Structure model of sialyl Lewis X (3′SLeX) bound to the hemagglutinin (HA) of Ck/IBR, which was taken from snapshot at 5 ns. The receptor binding site of the HA of Ck/IBR is shown in either a ribbon (A) or line (B) cartoon representation. In the glycan structure, N-acetylneuraminic acid (Sia) is shown in purple, galactose (Gal) is shown in yellow, N-acetylglucosamine (GlcNAc) is shown in blue and fucose (Fuc) is shown in red. In (B), dash lines indicate hydrogen bonds and the numbers indicate the predicted length of each hydrogen bond.
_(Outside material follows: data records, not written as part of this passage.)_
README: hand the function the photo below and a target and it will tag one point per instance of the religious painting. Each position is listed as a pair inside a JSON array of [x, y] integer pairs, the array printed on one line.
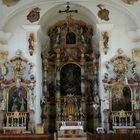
[[70, 38], [17, 99], [120, 97], [70, 80]]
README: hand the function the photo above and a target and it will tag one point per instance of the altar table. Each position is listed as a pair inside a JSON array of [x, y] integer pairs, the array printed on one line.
[[14, 130]]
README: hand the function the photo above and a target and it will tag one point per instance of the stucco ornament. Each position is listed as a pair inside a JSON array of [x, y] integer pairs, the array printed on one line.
[[10, 2], [103, 14], [34, 15]]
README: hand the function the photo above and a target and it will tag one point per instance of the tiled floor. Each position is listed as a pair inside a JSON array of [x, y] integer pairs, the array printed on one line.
[[82, 138]]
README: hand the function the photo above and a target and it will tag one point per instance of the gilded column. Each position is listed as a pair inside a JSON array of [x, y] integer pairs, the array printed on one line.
[[58, 83], [57, 50]]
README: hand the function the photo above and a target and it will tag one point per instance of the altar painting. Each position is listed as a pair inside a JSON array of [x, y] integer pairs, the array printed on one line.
[[17, 99], [71, 80], [120, 98]]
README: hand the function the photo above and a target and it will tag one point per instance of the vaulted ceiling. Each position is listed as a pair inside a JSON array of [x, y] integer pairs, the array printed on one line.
[[49, 10]]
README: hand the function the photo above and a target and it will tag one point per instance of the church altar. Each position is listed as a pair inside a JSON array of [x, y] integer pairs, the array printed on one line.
[[14, 130], [123, 129], [71, 127], [71, 130]]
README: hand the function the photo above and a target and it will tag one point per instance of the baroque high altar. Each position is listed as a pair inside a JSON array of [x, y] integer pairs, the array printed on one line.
[[70, 83], [70, 102]]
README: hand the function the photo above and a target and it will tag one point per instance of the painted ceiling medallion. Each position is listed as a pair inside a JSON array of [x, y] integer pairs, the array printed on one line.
[[103, 14], [129, 1], [34, 15], [10, 2]]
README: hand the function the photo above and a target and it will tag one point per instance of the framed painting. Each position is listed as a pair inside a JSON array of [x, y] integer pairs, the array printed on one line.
[[17, 99], [121, 97]]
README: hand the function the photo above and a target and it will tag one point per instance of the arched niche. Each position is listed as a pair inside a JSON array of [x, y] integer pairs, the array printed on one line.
[[70, 80], [17, 99]]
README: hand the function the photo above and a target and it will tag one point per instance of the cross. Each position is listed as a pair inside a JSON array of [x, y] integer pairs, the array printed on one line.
[[67, 10]]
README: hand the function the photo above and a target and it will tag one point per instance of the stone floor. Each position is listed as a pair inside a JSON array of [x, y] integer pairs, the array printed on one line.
[[80, 138]]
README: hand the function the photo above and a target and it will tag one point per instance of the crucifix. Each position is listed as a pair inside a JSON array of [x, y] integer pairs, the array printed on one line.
[[68, 11]]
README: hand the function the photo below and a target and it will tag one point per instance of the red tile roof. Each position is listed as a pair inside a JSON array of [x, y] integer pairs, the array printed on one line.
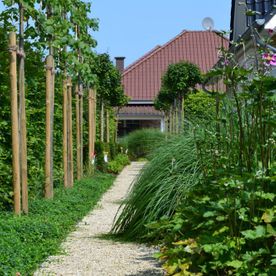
[[139, 110], [142, 79]]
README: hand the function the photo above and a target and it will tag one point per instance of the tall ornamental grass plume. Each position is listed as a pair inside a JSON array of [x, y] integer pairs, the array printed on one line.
[[162, 185], [142, 142]]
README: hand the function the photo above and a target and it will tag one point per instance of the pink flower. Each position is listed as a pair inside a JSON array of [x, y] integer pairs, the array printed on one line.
[[269, 59]]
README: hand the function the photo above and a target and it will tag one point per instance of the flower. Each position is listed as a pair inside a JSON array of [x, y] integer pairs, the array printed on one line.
[[269, 59]]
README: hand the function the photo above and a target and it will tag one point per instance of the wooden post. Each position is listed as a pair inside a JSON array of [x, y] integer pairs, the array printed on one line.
[[94, 115], [102, 121], [81, 130], [14, 122], [91, 125], [65, 132], [107, 127], [78, 133], [70, 136], [22, 114], [49, 128]]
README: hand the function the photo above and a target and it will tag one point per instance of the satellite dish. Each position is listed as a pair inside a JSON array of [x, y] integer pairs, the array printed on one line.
[[208, 23]]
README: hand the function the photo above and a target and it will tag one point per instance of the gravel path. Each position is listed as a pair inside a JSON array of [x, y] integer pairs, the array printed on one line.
[[88, 255]]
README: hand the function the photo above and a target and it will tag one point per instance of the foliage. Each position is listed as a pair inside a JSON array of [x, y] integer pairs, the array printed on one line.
[[224, 224], [181, 77], [178, 81], [141, 143], [227, 229], [227, 225], [163, 185], [66, 28], [110, 89], [200, 107], [116, 166], [28, 240]]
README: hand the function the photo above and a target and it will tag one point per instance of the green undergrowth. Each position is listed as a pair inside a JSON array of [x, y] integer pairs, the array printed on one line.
[[162, 185], [142, 142], [26, 241]]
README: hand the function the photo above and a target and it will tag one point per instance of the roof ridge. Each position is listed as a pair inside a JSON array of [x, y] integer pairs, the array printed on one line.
[[151, 53], [159, 48], [142, 57]]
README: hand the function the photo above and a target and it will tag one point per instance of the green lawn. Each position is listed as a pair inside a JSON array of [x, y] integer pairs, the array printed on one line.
[[26, 241]]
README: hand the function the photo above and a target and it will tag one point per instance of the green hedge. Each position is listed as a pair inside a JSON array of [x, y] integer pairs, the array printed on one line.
[[28, 240]]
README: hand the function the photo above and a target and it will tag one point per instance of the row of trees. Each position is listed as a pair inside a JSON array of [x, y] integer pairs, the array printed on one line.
[[58, 32]]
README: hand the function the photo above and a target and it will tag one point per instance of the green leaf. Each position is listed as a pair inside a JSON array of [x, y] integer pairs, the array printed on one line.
[[209, 214], [259, 232], [235, 264], [268, 215]]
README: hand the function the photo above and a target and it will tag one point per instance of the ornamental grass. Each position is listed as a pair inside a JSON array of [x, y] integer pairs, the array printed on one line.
[[161, 187]]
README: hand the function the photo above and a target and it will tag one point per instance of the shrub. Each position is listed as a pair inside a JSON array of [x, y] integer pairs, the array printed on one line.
[[162, 186], [141, 143], [99, 151], [115, 166], [28, 240]]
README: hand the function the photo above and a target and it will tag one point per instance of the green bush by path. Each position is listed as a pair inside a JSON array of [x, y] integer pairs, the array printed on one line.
[[26, 241], [141, 143], [115, 166], [161, 187]]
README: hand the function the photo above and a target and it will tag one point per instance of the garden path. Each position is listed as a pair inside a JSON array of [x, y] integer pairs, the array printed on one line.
[[88, 255]]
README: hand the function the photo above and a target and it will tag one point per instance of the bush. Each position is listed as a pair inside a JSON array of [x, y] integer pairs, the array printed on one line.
[[28, 240], [162, 186], [115, 166], [141, 143]]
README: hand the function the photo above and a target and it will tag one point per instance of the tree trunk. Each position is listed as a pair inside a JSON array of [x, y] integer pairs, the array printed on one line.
[[70, 136], [14, 122], [49, 128], [65, 131], [180, 114], [107, 127], [81, 130], [22, 115], [102, 121], [78, 133]]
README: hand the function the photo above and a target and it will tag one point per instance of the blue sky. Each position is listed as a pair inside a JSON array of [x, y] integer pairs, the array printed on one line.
[[130, 28]]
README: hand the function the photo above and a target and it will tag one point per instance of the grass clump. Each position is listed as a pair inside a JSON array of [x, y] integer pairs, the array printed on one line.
[[26, 241], [116, 166], [142, 142], [162, 185]]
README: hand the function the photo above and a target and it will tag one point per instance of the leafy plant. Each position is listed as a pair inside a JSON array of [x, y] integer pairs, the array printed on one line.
[[28, 240], [141, 143], [163, 184]]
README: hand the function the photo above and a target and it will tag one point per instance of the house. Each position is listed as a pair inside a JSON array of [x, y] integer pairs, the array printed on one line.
[[142, 79], [252, 22]]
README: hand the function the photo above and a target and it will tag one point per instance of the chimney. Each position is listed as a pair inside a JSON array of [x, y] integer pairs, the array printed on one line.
[[120, 64]]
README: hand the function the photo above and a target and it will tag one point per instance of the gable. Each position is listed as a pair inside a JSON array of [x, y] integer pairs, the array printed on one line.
[[142, 79]]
Glycan-binding specificity of the HA of Ck/IBR, Dk/MNG and their mutants

Soluble trimeric recombinant HAs (rHA) of Ck/IBR and Dk/MNG were generated and subjected to glycan microarray analysis to evaluate their glycan-binding specificity (Fig. 2A and B). The rHA of Ck/IBR interacted with glycans #51 (3′SLeXTriLN-Core4) and #52 [Siaα2,3Galβ1,4(Fucα1,3)(6O-sulfo)GlcNAcβ-propyl-NH2] with high relative avidity. Although the rHA of Ck/IBR slightly interacted with non-fucosylated α2,3 sialosides, these signals were much weaker than those of glycans #51 and #52. No interaction was observed between the rHA of Dk/MNG and fucosylated α2,3 sialosides. Interestingly, most of the glycans, which were bound by the rHA of Dk/MNG, are biantennary glycans with multiple lactosamine (LacNAc) repeats (e.g. #30–32 and #35). The results indicate that the rHA of Ck/IBR selectively binds α1,3 fucosylated sialosides, whereas that of Dk/MNG selectively binds non-fucosylated α2,3 sialosides. To evaluate the contribution of amino acid residues at positions 222 and 227 of the HA to this binding specificity of rHAs, we generated mutant rHAs of Ck/IBR and Dk/MNG, in which amino acid residues at positions 222 and 227 were altered (IBR-R222K,R227S and MNG-K222R,S227R respectively) and subjected these rHAs to glycan microarray analysis (Fig. 2C and D). The rHA of IBR-R222K,R227S interacted with non-fucosylated α2,3 sialosides, whereas no binding was observed with fucosylated α2,3 sialosides. The rHA of MNG-K222R,S227R interacted with glycans #51 and #52 with high specificity, whereas almost no binding was observed with non-fucosylated α2,3 sialosides. These results indicate that the glycan-binding specificity of rHA to fucosylated and non-fucosylated α2,3 sialosides is determined by the amino acid motifs at positions 222 and 227 of the HA.

Fig. 2.

Fig. 2

Glycan-binding specificity of the soluble trimeric recombinant hemagglutinins (rHAs). The glycan-binding specificity of rHA of Ck/IBR (A), Dk/MNG (B), IBR-R222K,R227S (C) and MNG-K222R,S227R (D) was analyzed by glycan microarray. Non-sialylated controls are shown as grey bars (#1–10), non-fucosylated α2,3 sialylated glycans are presented as black bars (#11–46) and fucosylated and α2,3 sialylated glycans are shown in white bars (#47–53). Each bar represents the mean signal minus background for each glycan sample and error bars are the SE value. Glycans imprinted on the array are listed in Table S1.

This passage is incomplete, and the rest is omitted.